だって、この人と結婚します、って言われて抱きかかえて差し出されたのが、饅頭みたいな形の猫だったんだから。
なにか言えって言うほうが、無理だと思う。



大事な話があると言われて呼ばれて来てみたら、面識のある奴からない奴まで、揃って夏目の部屋に座ってた。
藤原夫妻はもちろんだけど、他に田沼とタキ、名取さんていう俳優さん、なんか陰気な雰囲気の的場とかいう男。そして西村と、俺・北本。
夏目の部屋は狭くはないと思うけど、これだけ入れば満杯だ。それを見回して夏目が言い放った言葉は、予想の斜め上をはるかに上回って空まで突き抜けていた。

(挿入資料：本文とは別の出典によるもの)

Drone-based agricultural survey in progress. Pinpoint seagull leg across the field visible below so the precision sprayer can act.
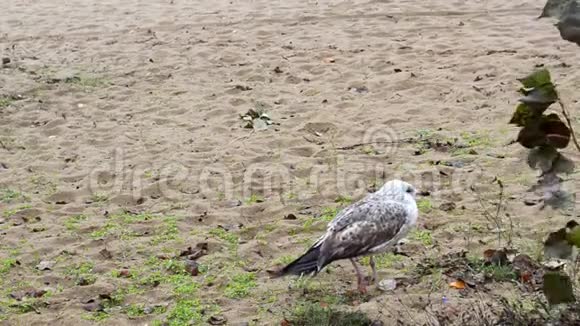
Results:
[369,256,379,286]
[350,258,367,294]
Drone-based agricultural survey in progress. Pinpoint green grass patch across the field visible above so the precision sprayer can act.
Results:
[274,255,297,266]
[0,258,18,276]
[209,227,239,249]
[65,261,97,285]
[417,198,433,213]
[167,299,204,326]
[360,252,403,269]
[409,230,433,246]
[0,188,28,203]
[224,273,257,299]
[468,256,517,282]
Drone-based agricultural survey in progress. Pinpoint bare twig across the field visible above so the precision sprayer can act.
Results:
[558,99,580,152]
[471,177,511,247]
[336,138,418,150]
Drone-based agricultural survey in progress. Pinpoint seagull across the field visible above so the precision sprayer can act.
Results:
[271,180,419,293]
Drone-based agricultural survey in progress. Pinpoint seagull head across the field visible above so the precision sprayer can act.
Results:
[379,180,417,201]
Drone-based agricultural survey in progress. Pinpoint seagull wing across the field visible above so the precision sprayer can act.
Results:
[318,201,410,270]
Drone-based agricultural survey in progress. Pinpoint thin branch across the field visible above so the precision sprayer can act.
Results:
[558,99,580,152]
[336,138,418,150]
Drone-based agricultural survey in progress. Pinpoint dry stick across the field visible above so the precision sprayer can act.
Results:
[558,98,580,152]
[336,138,418,150]
[471,180,503,247]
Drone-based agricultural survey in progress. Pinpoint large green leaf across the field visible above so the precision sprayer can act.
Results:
[509,103,535,127]
[543,272,576,305]
[519,68,552,89]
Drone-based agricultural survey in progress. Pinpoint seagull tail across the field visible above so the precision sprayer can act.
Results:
[270,245,326,278]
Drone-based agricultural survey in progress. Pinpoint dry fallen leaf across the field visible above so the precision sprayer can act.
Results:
[449,280,465,290]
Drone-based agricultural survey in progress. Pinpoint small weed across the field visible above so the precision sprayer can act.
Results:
[410,230,433,246]
[468,257,516,282]
[482,265,516,282]
[109,212,153,224]
[64,214,87,231]
[245,194,264,205]
[225,273,257,299]
[461,132,491,147]
[0,258,18,276]
[168,274,199,297]
[81,311,111,322]
[417,198,433,214]
[125,304,145,318]
[167,299,203,326]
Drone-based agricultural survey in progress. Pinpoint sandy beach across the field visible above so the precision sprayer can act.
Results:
[0,0,580,326]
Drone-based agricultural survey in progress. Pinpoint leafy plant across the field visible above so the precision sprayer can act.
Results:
[509,69,580,207]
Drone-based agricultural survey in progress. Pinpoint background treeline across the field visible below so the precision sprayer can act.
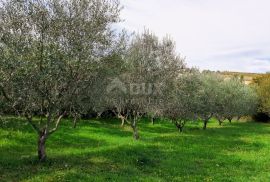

豚猫が妖怪だったなんてのも初耳で、それだけでも充分衝撃なのに。
しかもそれと結婚て。
夏目は人生におけるなにかを諦めたとしか思えない。
だって饅頭だぞ?
いくら強い妖怪なんだと言われても、そんな丸い物体と結婚なんて、とてもじゃないが納得できない。

「本気なのか、貴志」
滋さんが真面目な顔で問う。本気かどうか聞く前に、頭は無事かとなぜ聞かない。
「まぁ素敵!打ち掛けかしら、ドレスかしら!」
きらきらした瞳で夢見る顔の塔子さん。夏目が男だってことを忘れたとしか思えない。
「……まさか、豚にしてやられるとは思わなかったな……」
「あまりにもあまりな見た目なので、油断していましたね……」
悔しそうな名取さんと的場さん。よそんちの猫に向かって、言いたい放題だ。
「…………嘘だろ……」
田沼はショックが隠しきれてない。目が虚ろになっている。隣でタキがぱあっと笑顔になった。
「すごい!おめでとう夏目くん!」
この状況でお祝いを言ったことに、少なからず感心する。女ってすごい。
「いやいや待ちなさい!まだ認めたわけじゃないぞ!」
滋さんが無駄なあがきをする側で、俺の隣で黙っていた西村が突然畳に頭をこすりつけて土下座した。
「先生!どうやったら結婚相手が見つかるのか、教えてください!」
彼女の作り方を猫に聞くなんて、そんなに切羽詰まってるのかおまえは。
「ふふん。おまえになくて私にあるもの、それは男としての魅力だ。一朝一夕に会得できるものではない」
夏目に抱えられたまま偉そうに語る猫。魅力って、真ん丸なおまえのどこにそんなもんがあるんだよ。
「…………まぁ、とにかく」
俺は咳払いして、夏目に向き直った。
「…………人生投げ捨てるには、まだ早いと思うぞ?」
「………………」
黙る夏目。その向こうで頷きまくる名取さんと的場さん。

みんなの視線が集中して、夏目は照れたようにまた笑った。



今まで、妖怪が見えることで散々な目にあってきた。祓い屋とかいう怪しい団体に目をつけられたりもして、そのせいでまた色んなことがあった。
その間夏目の側で夏目を支え、守り続けてきたのがニャンコ先生で。
そのニャンコ先生からされたプロポーズを、断るなんていう選択は頭の中に欠片も浮かばなかったんだ。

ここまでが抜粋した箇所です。